The quoted string portion is a subset of the attack:
    FINDSTR /S /N /I "73657420616e73695f7761726e696e6773206f66662044454" *.log
Within a minute gigabytes of log files were evaluated, and it was definitive the attack had not hit nor propigated on our servers.

In truth, we were safe from this attack anyways, because we'd invested years ago in ensuring that all of our DB access was through parameterized stored procedures. It's tough for those that haven't yet protected themselves--the effort to change from the other coding practice can be significant.

IIS Log File Analysis Breadcrumbs


One of the web applications I work on has significant seasonal variability, with significantly more load experienced during the Holiday season than at other times of the year. Having just past the peak season, now is time to look back and check logs to spot areas to improve or refactor in anticipation of peak loads expected in the next year. This particular web farm (IIS on Windows 2003 server, and Windows 2008R2) has no centralized logging, and the files have to be fetched from another network. Plus, the individual log files can be quite large, so even on a relatively fast network it is time consuming and tedious to fetch the files. I've not spent much time closely scrutinizing web server logs, so my skills are limited and/or rusty. That's the big picture...let's see if I can break this down to a problem statement:
How to analyse and monitor website activity real-time, centralized, ad hoc, with triggers, for least effort and cost?
Glad to have gotten that question off my chest...because i'm a small-picture guy i need to think about what I can do within my scope of control, with fewest change requirements to existing systems, no budget and limited time.  Right, here's my list initial list of steps to begin surveying these logs:
  1. Grab a couple logs (copy them to my desktop machine)
  2. Inspect the logs (doh! they're too big to view in NotePad...huh, wot?!)
  3. Look for interesting patterns
  4. Come up a scalable solution for analysing tens-to-hundreds of log files
Luckily Microsoft's excellent Excel application is quite happy loading huge files.  I haven't tested Excel's limits lately, but it's got no problem at all loading the 5 gigabyte files I'm looking at today.  Right...so my desktop machine is running Win2008R2, has 24GB of RAM, and a nice fat SSD--all of this makes loading/parsing big fat files in Excel fairly pain free.
Visually scanning the hundreds of thousands of rows quickly reveals some of our clients are misbehaving and spamming us with unnecessary requests. Great to know...add that to the research-and-fix list.

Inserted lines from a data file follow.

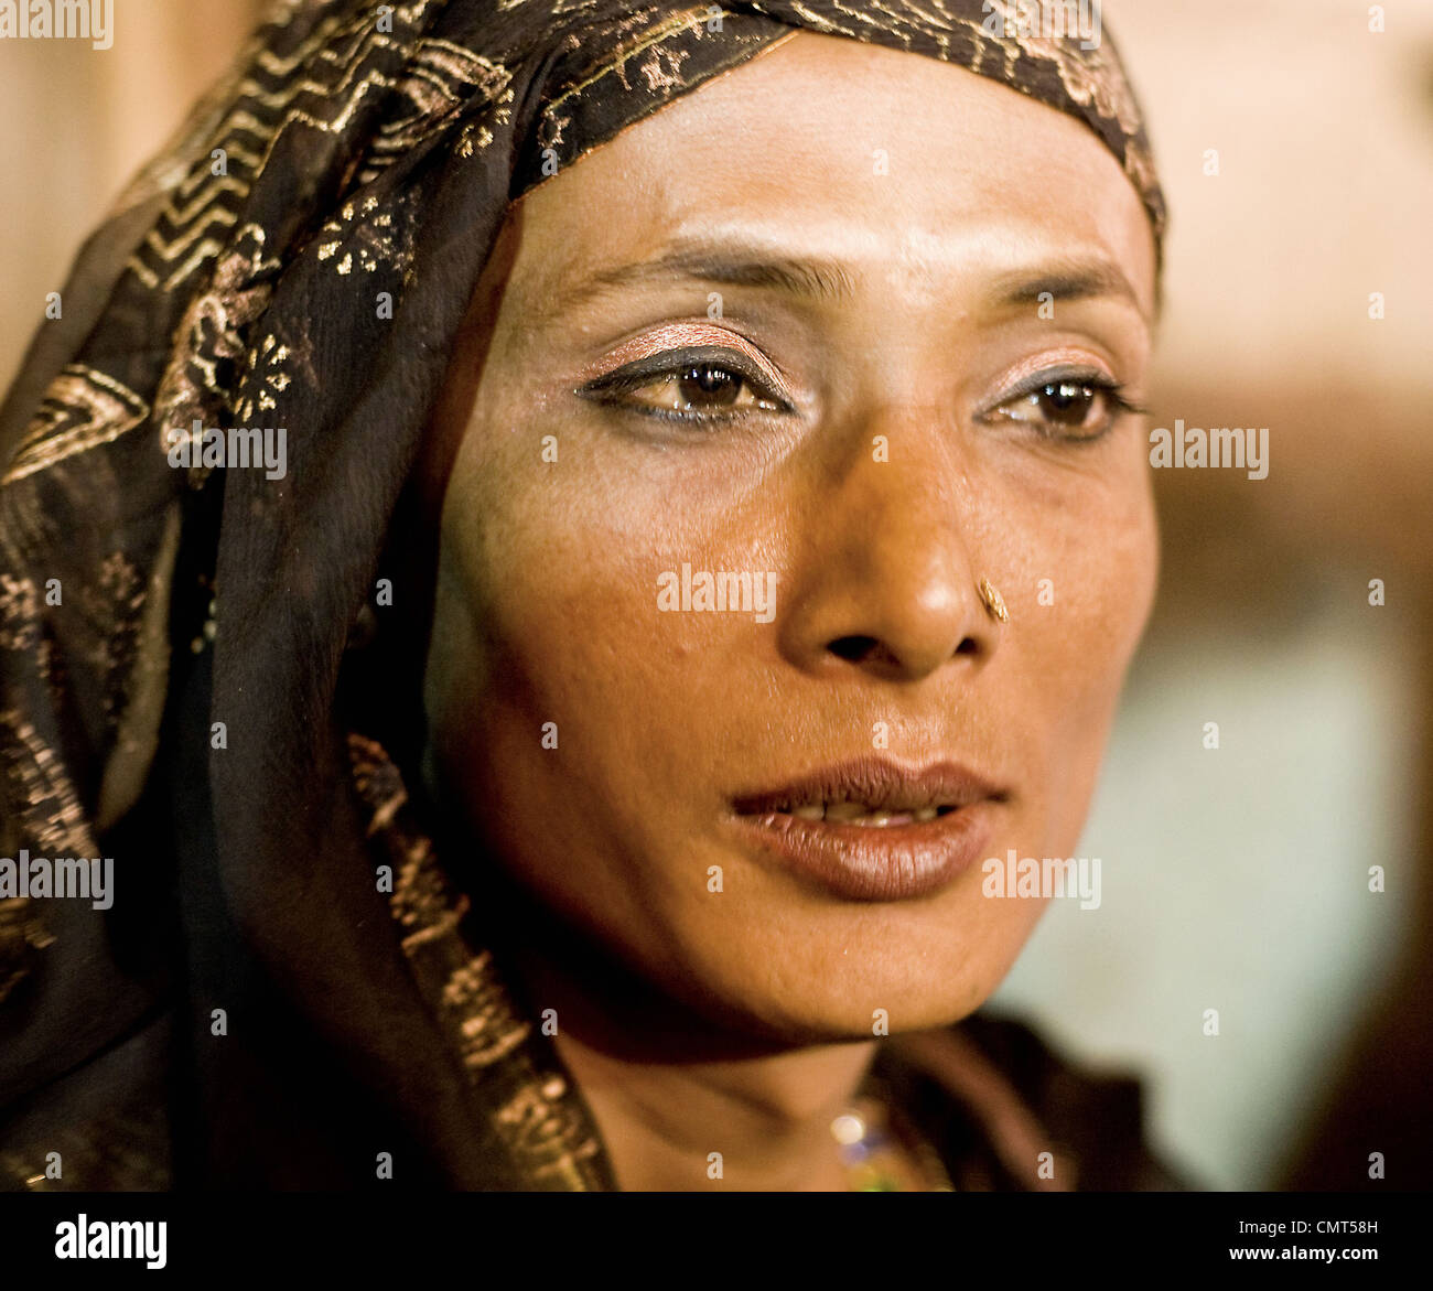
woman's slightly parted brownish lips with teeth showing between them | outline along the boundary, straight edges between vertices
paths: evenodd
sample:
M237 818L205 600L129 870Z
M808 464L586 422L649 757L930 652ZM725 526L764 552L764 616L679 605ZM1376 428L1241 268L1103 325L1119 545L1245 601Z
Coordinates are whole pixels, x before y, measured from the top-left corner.
M989 848L1009 794L954 762L864 758L732 800L732 825L764 857L847 901L939 891Z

Next, I know that Excel has a nice "text-to-columns" button in the Data ribbon that quickly parses the IIS log files into nice columns.  And filtering is quickly accomplished using the Filter button.  Now I can filter the list to look at particular source IP's, user agents, and query string values, etc. All of this is simple enough...and I'm ready to consider how to scale this up to gigabytes-per-day of log files:
  1. Identify all the servers and paths to the target website log files
  2. Write a batch file to copy those files across the network to my local machine
  3. Learn how to use Microsoft's Log Parser 2.2
  4. Learn how to use Lizard Lab's useful Log Parser Lizard GUI application
None of that took too long--and as long as I limit my queries to one day then the queries complete fairly quickly.  Questions I had were:
  1. Do transactions times increase with load? [no, or not by much]

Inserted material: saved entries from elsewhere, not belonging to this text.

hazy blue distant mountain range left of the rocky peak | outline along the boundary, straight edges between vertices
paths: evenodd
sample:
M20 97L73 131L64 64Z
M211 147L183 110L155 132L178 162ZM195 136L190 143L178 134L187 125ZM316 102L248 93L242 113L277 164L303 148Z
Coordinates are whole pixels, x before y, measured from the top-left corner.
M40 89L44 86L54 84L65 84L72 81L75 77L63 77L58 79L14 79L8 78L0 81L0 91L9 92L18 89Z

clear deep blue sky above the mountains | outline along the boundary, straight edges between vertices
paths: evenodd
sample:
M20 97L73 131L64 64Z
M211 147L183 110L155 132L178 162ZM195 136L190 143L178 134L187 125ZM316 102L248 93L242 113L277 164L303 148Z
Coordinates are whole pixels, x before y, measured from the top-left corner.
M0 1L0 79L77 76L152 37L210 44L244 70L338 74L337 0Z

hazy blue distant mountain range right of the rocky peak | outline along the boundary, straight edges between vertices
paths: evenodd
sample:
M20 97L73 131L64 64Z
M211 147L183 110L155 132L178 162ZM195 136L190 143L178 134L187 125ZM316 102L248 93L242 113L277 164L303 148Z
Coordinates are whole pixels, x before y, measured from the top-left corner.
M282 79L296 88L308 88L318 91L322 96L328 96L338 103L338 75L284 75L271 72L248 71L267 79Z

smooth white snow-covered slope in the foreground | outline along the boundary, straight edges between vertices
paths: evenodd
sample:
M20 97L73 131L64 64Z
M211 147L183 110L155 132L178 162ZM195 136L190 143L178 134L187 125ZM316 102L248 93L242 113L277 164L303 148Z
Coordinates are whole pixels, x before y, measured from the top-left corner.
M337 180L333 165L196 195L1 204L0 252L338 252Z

  2. Do a significant number of transactions block/take long times to complete? [no, few appear to be blocking, those taking longer than a couple seconds appear to be byte-size related--that means clients with low bandwidth. Consider ways to minimize size of responses]
  3. Is our caching strategy (caching headers) working correctly? [thank goodness, yes]

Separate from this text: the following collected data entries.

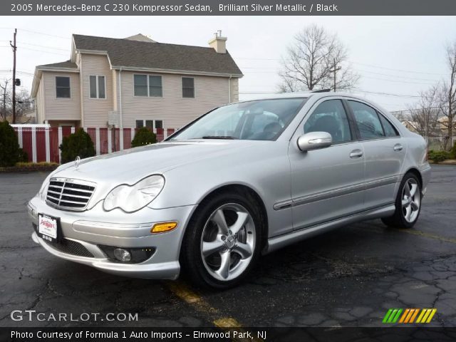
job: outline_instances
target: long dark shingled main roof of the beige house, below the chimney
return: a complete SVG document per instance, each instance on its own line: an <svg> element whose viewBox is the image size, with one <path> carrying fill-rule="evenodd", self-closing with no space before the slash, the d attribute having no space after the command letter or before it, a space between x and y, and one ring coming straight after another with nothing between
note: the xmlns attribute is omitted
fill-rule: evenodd
<svg viewBox="0 0 456 342"><path fill-rule="evenodd" d="M107 51L114 68L152 68L242 76L229 53L214 48L73 34L76 50Z"/></svg>

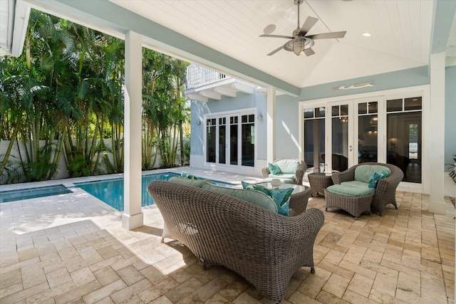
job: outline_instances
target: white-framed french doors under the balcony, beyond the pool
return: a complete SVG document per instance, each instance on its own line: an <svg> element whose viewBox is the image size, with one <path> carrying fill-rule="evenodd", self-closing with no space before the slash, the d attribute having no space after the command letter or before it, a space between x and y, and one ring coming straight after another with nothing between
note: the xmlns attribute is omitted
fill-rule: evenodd
<svg viewBox="0 0 456 304"><path fill-rule="evenodd" d="M254 167L254 113L206 118L206 162L222 166Z"/></svg>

Other than the misbehaving clients that I identified by visually scanning the log files, the parser tools made it easy to satisfy the high-level questions, so it was well worth the few hours required to get up to speed using them. I'll try and find time to share the specific Log Parser queries. Shucks, I'll have to rediscover them next year if I don't post them.  That should be motivation enough to extend this article at some point.